Hours passed. The rhythm of the cavern was the heavy, wet thud of stone on metal. Ji Han's arms screamed in protest. His Qi reserves drained, refilled, and drained again. He ate chunks of raw centipede meat between bouts to replenish his energy, the Yin essence cooling his overheating internal organs.
Slowly, the lump of ore took shape.
It wasn't an elegant sword. It was a slab. A heavy, rectangular bar of black metal, roughly a meter long and three inches thick. It had no edge. It was basically a crowbar on steroids.
"It has the weight," Ji Han panted, dropping the stone hammer. His hands were raw. "But it has no edge. Black Iron is too brittle to sharpen to a razor point without heat tempering."
"That is why you have the harvest," Lin Qinghe pointed to the pile of blue shell plates.
Ji Han picked up the largest segment of the Frost-Bone Centipede's carapace. It was the creature's mandible—a serrated, translucent blue scythe, razor-sharp and harder than steel.

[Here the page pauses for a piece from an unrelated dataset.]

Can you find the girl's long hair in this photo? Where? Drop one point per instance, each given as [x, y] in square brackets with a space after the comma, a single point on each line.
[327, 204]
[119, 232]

"Composite construction," Ji Han muttered. "Iron spine. Bone edge."
He placed the mandible against the side of the Black Iron bar. He didn't have glue. He didn't have rivets.
"Fuse it," Lin Qinghe said. "The Black Iron is conductive. The Frost Shell is eager for Qi. Create a circuit."
Ji Han gripped the iron bar with his left hand and the shell with his right. He closed his eyes.
He pushed his Yang Qi into the iron. He pulled the lingering Yin Qi from the shell.
Push. Pull.
He forced the two opposing energies to meet at the seam.
HISSS.
Steam erupted where the materials touched. The thermal shock of the hot Qi meeting the cold shell created a vacuum. The Black Iron groaned, expanding slightly, while the shell contracted. They locked together on a molecular level, the metal biting into the bone.
Ji Han held the connection, sweat freezing on his forehead. It felt like holding two magnets with the same polarity together, trying to force them to kiss.
"Hold it," he gritted out. "Submit."
With a final surge of Spirit, he clamped them shut.
SNAP.
The sound was sharp and final. The energies stabilized.
Ji Han opened his eyes.
In his hand was a monstrosity. It looked like a butcher's cleaver designed for a giant. The spine was heavy, matte-black iron, absorbing the light. The edge was a serrated, glowing blue curve of insect chitin. It was ugly. It was heavy. It radiated a faint, terrifying chill.
[System Notification: Crafting Successful.][New Item: Frost-Iron Cleaver.][Grade: Mortal-High.][Attributes: Heavy Weight (Crushing), Frostbite (Cutting), Qi Conductivity (Medium).]
Ji Han stood up, testing the weight. It was easily thirty kilograms. To a normal man, it would be impossible to wield. To him, it felt like momentum waiting to be unleashed.
He swung it.
WHOOSH.
The air whistled. He brought it down on a limestone stalagmite.
CRACK-SHING.
The stone didn't just break; it was sheared off. The cut surface was perfectly smooth and covered in a thin layer of frost.
"It works," Ji Han said, a savage grin breaking through his exhaustion.
Lin Qinghe nodded, approval evident in her eyes. "A weapon of the Yin-Yang balance. Heavy enough to break armor, sharp enough to sever limbs. You are no longer helpless."
Ji Han strapped the cleaver to his back using a belt made from the centipede's hide.
"We have a base," Ji Han listed. "We have food. We have a weapon."
He looked up toward the tunnel, toward the distant surface where the sun was relentlessly climbing toward High Noon.
"Now," he said, "we prepare for the Zenith."